Add on the fly model loading to requests

2024-06-04 13:35:48 -04:00 · 2024-06-04 13:35:48 -04:00 · 279e900ea5
commit 279e900ea5
parent ff15eed85d
2 changed files with 49 additions and 1 deletions
--- a/endpoints/OAI/router.py
+++ b/endpoints/OAI/router.py
@ -1,5 +1,6 @@
 import asyncio
 import pathlib
+from loguru import logger
 from fastapi import APIRouter, Depends, HTTPException, Header, Request
 from sse_starlette import EventSourceResponse
 from sys import maxsize
@ -118,7 +119,7 @@ async def completion_request(
 # Chat completions endpoint
@router.post(
    "/v1/chat/completions",
-    dependencies=[Depends(check_api_key), Depends(check_model_container)],
+    dependencies=[Depends(check_api_key)],
 )
 async def chat_completion_request(
    request: Request, data: ChatCompletionRequest
@ -129,6 +130,52 @@ async def chat_completion_request(
    If stream = true, this returns an SSE stream.
    """

+    if data.model is not None and (
+        model.container is None or model.container.get_model_path().name != data.model
+    ):
+        adminValid = False
+        if "x_admin_key" in request.headers.keys():
+            try:
+                await check_admin_key(
+                    x_admin_key=request.headers.get("x_admin_key"), authorization=None
+                )
+                adminValid = True
+            except HTTPException:
+                pass
+
+        if not adminValid and "authorization" in request.headers.keys():
+            try:
+                await check_admin_key(
+                    x_admin_key=None, authorization=request.headers.get("authorization")
+                )
+                adminValid = True
+            except HTTPException:
+                pass
+
+        if adminValid:
+            logger.info(
+                f"New request for {data.model} which is not loaded, proper admin key provided, loading new model"
+            )
+
+            model_path = pathlib.Path(
+                unwrap(config.model_config().get("model_dir"), "models")
+            )
+            model_path = model_path / data.model
+
+            if not model_path.exists():
+                error_message = handle_request_error(
+                    "Could not find the model path for load.

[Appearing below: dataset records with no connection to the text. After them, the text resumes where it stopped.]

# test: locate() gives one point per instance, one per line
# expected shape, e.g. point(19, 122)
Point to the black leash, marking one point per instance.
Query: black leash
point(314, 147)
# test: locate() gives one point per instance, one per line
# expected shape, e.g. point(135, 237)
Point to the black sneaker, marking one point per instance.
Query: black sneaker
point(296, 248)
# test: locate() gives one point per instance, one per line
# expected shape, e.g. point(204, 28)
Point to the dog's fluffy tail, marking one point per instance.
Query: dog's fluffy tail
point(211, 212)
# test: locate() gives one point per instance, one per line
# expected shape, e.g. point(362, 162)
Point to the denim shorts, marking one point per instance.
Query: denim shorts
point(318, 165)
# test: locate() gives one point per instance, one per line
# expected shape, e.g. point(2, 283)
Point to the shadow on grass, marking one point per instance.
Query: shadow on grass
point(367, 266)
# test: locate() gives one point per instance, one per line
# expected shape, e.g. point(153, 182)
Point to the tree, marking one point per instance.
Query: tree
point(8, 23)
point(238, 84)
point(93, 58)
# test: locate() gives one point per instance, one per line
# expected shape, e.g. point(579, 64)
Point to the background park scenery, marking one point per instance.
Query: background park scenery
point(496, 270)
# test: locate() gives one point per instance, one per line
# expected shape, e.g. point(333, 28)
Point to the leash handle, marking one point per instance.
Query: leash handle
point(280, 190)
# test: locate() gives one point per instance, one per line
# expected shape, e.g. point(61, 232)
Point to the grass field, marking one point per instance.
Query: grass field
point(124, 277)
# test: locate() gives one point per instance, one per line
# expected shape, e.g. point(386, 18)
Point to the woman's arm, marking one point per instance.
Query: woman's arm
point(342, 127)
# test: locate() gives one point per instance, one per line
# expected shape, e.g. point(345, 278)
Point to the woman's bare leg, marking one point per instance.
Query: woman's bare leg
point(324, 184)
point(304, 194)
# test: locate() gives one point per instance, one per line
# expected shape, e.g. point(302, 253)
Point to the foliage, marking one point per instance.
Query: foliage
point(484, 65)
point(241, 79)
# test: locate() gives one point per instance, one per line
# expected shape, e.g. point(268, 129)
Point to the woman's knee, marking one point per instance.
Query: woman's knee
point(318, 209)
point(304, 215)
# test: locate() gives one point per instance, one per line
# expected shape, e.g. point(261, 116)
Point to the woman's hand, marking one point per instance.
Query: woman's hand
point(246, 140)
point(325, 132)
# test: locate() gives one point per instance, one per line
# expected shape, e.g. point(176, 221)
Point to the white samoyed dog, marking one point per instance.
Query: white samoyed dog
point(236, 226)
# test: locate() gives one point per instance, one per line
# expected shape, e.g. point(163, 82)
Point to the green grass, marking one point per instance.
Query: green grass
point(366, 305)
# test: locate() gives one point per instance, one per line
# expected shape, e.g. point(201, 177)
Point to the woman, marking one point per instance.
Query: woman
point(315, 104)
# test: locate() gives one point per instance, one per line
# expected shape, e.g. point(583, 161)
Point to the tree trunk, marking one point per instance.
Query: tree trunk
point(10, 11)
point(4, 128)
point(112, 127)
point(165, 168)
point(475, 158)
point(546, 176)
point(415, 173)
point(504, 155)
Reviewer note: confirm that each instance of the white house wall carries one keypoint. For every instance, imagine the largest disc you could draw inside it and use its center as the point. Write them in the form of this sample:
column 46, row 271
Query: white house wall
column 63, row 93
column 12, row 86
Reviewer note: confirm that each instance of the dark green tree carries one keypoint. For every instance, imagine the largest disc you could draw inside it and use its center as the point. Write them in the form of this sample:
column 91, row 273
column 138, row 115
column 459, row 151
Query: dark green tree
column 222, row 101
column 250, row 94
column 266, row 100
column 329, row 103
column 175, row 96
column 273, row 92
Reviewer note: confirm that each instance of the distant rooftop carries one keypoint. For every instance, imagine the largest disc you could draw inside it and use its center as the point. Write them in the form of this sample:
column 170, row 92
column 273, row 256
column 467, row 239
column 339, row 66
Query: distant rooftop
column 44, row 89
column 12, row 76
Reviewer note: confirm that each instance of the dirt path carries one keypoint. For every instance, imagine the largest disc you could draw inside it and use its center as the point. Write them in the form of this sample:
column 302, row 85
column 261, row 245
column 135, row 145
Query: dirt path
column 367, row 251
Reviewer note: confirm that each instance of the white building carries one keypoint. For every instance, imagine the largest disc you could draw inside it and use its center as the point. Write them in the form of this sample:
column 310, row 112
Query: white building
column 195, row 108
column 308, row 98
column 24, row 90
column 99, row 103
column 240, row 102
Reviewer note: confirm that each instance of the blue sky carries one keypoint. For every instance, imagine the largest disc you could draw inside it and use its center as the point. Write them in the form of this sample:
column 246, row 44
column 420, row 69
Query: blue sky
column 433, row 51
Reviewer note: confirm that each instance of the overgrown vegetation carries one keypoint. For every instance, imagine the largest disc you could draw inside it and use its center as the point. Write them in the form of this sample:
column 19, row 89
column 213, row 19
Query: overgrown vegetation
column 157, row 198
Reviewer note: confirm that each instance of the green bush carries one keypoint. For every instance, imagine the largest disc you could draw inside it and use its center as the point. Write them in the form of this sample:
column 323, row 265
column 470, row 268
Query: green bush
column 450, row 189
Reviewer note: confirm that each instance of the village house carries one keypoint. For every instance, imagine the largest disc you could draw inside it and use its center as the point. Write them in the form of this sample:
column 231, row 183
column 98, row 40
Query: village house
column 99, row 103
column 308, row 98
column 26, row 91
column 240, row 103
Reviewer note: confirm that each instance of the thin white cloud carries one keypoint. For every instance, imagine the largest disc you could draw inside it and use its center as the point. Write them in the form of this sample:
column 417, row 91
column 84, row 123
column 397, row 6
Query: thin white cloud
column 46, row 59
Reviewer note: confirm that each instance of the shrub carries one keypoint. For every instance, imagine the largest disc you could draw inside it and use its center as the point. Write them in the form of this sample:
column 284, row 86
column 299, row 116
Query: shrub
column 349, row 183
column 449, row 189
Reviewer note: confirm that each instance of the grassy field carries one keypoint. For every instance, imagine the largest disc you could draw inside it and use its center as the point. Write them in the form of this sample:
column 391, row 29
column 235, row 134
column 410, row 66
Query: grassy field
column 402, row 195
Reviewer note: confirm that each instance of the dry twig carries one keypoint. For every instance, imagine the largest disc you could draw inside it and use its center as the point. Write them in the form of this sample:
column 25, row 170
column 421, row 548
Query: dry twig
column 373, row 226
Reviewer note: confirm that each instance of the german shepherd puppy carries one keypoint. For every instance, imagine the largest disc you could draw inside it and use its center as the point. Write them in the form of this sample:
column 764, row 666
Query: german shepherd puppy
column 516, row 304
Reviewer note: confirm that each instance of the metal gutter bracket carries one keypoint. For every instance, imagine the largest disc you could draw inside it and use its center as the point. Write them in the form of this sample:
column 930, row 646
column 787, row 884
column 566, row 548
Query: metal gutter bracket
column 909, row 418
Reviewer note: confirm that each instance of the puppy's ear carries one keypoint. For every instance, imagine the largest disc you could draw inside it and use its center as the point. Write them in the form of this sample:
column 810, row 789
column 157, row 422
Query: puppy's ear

Check model name.",
+                    exc_info=False,
+                ).error.message
+
+                raise HTTPException(400, error_message)
+
+            await model.load_model(model_path)
+        else:
+            logger.info(f"No valid admin key found to change loaded model, ignoring")
+    else:
+        await check_model_container()
+
    if model.container.prompt_template is None:
        error_message = handle_request_error(
            "Chat completions are disabled because a prompt template is not set.",
--- a/endpoints/OAI/types/chat_completion.py
+++ b/endpoints/OAI/types/chat_completion.py
@ -47,6 +47,7 @@ class ChatCompletionRequest(CommonCompletionRequest):
    add_generation_prompt: Optional[bool] = True
    template_vars: Optional[dict] = {}
    response_prefix: Optional[str] = None
+    model: Optional[str] = None


 class ChatCompletionResponse(BaseModel):